Pour explorer le rôle de la chondroïtine 6-sulfate dans la perte de mémoire, les chercheurs ont élevé des souris génétiquement manipulées de manière à ce qu’elles ne puissent produire que de faibles niveaux de ce composé, afin d’imiter les changements liés au vieillissement. Même à 11 semaines, ces souris présentaient des signes de perte de mémoire prématurée. Cependant, l’augmentation des niveaux de chondroïtine 6-sulfate à l’aide du vecteur viral a rétabli leur mémoire et leur plasticité à des niveaux similaires à ceux des souris saines.

Le même mécanisme devrait fonctionner chez l’homme

Le professeur James Fawcett de l’université de Cambridge, a déclaré : « ce qui est intéressant dans cette étude, c’est qu’elle a permis d’établir un lien entre la mémoire et le cerveau, : ce qui est passionnant, c’est que, bien que notre étude n’ait porté que sur des souris, le même mécanisme devrait fonctionner chez l’homme – les molécules et les structures du cerveau humain sont les mêmes que celles de ces rongeurs.
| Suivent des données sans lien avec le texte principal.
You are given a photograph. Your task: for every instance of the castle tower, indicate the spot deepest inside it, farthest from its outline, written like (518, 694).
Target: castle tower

Cela suggère qu’il pourrait être possible d’empêcher les humains de développer des pertes de mémoire à un âge avancé. »

Identification d’un médicament potentiel

L’équipe a déjà identifié un médicament potentiel, autorisé pour l’usage humain, qui peut être pris par voie orale et qui inhibe la formation des PNN. Lorsque ce composé est administré à des souris et des rats, il peut restaurer la mémoire chez les personnes âgées, et améliore également la récupération en cas de lésion de la moelle épinière. Les scientifiques cherchent à savoir s’il peut contribuer à atténuer les pertes de mémoire dans les modèles animaux de la maladie d’Alzheimer.

L’approche adoptée par l’équipe du professeur Fawcett, qui consiste à utiliser des vecteurs viraux pour administrer ce traitement, est de plus en plus utilisée pour traiter les maladies neurologiques humaines. Une deuxième équipe du Centre a récemment publié des recherches montrant leur utilisation pour réparer les dommages causés par le glaucome et la démence.

Cette recherche a été publiée dans Molecular Psychiatry.